Review the airport diagram before taxiing out or landing.
Know the meaning of each airport sign.
Request progressive taxi instructions if you’re unsure of your location.
Another way to prepare for hot spots and avoid runway incursions is with the FAA’s From the Flight Deck video series. These videos highlight dozens of airports around the nation. They provide pilots with actual runway approach and airport taxiway footage captured with cockpit mounted cameras, combined with diagrams and visual graphics to clearly identify hot spots and other safety-sensitive items.
8. Know Your Instruments
When was the last time you had a refresher on aircraft instruments? With the potential for weather conditions to change rapidly in the summer, it’s a good time to review some of the basics. For example, do you recall the three main instruments that operate via the pitot-static system? That would be the airspeed indicator, the vertical speed indicator, and the altimeter. When a pilot understands how each instrument works and recognizes when an instrument is malfunctioning, they can safely utilize the instruments to their fullest potential.
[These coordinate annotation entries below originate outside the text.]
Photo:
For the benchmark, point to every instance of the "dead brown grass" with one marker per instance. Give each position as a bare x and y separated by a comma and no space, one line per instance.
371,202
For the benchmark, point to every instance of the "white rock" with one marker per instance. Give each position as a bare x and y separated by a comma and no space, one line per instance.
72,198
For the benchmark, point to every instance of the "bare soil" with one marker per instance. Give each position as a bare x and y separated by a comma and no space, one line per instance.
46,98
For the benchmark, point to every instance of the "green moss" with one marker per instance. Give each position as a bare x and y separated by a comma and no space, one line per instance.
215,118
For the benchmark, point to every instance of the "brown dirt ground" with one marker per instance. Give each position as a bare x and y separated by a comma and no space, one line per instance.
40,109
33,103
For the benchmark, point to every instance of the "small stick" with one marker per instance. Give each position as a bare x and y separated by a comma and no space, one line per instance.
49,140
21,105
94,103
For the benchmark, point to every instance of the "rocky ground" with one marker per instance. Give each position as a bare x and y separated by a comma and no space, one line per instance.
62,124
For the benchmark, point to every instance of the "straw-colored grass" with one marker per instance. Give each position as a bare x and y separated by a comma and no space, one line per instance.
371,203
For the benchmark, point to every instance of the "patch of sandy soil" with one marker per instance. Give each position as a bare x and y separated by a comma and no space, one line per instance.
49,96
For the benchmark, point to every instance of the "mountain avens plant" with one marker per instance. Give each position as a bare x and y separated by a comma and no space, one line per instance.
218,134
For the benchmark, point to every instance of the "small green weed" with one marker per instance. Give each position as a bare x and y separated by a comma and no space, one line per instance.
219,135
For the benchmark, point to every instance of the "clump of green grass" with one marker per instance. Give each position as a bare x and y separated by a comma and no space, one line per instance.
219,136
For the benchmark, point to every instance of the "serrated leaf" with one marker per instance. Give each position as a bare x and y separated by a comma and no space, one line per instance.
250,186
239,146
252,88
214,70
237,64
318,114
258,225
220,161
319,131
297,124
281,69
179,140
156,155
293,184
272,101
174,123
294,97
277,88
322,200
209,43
The possible causes of an aerial emergency are about as varied as the number of aircraft and the pilots who fly them. That’s why it’s critical to build your knowledge and regularly practice procedures to deal with that proverbial “anything,” whether it’s the oil pressure gauge whose needle just dipped below the comforting green-is-good range, or a VFR flight that quickly evolves into instrument meteorological conditions.